The rural pathway is the only course in the Church of England which specifically trains and equips people for the challenges of ordained ministry in the countryside. Licenced lay ministers training in Sarum College are also be able to take part in the rural placements element of this course.
This innovative programme is being further developed by Canon Dr Jill Hopkinson, who joined as Rural Ministry Tutor in Autumn 2018. She previously had been National Rural Officer for the Church of England since 2004.
The Sarum Centre for Formation in Ministry Rural Ministry Ordination Pathway arose from the Released for Mission report in 2015 which articulated the need for clergy in rural multi-church groups ‘to develop an enabling and equipping style of leadership that seeks to grow and facilitate the ministry of lay people’.
To meet Ministry Division requirements, this pathway runs alongside our other ordination pathways so that Rural Pathway candidates are an identifiable group within the larger student community.

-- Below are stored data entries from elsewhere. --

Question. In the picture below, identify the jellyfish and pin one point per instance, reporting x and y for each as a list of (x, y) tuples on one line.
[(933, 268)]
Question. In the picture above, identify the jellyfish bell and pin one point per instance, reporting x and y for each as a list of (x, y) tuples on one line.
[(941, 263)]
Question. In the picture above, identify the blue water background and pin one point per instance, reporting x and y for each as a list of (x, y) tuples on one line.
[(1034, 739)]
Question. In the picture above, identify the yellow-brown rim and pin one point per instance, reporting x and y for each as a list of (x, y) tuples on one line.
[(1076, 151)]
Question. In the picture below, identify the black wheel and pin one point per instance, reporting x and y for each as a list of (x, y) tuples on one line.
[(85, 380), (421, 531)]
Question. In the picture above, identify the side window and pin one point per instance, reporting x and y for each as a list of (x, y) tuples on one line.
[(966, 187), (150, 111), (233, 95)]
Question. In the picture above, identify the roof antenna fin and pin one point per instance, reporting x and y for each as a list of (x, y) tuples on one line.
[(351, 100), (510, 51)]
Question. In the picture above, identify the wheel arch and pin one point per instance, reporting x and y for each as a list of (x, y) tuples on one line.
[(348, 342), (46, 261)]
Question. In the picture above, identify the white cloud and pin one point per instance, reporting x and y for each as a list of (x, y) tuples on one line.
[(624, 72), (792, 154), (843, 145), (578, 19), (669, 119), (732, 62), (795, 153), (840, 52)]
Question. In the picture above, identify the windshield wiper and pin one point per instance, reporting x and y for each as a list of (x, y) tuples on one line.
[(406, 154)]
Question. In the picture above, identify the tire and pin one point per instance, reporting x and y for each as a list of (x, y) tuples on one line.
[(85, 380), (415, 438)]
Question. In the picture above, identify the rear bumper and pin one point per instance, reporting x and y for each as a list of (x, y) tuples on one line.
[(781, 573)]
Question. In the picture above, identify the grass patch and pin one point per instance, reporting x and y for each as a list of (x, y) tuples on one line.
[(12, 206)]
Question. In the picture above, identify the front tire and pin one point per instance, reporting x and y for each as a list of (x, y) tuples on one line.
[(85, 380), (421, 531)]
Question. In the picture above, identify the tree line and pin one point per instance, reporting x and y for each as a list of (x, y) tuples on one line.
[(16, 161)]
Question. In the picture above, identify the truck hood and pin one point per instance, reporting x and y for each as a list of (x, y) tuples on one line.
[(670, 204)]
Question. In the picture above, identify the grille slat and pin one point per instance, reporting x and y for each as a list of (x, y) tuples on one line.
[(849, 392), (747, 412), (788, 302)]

It shares some core modules with our standard ordination pathways together with two new modules that are wholly rural-specific, and the majority of existing modules rewritten to contain rural-specific material.
Students follow the DipHE pathway, though the rural modules are also available to students on the CertHE pathway. They take the same modules as the standard pathway, though in most cases rural specific versions. In the DipHE, where the standard pathway takes the Leadership module, the rural pathway takes a Rural Context and Rural Leadership combination of modules.
Given the huge variety of different rural contexts, students will be encouraged to think deeply about their own situation and those different to their own, while attending to the narratives that surround living and working in rural contexts: developing discipleship and mission; nurturing vocations; intergenerational ministry in small congregations; the use of buildings for mission; collaborative and imaginative ministry in multi-benefice parishes including pioneer ministry; and self care and resilience in ministry.
On completion of the course, students will have been through all the appropriate academic and formational training to be able to minister in a variety of situations, not just rural.
This pathway doesn’t preclude students from deciding that rural ministry is not for them, and exploring other contexts. However, those on this pathway will have engaged deeply and prayerfully with the particular challenges and opportunities of rural mission and ministry, and be better equipped for the changing rural environment they will encounter.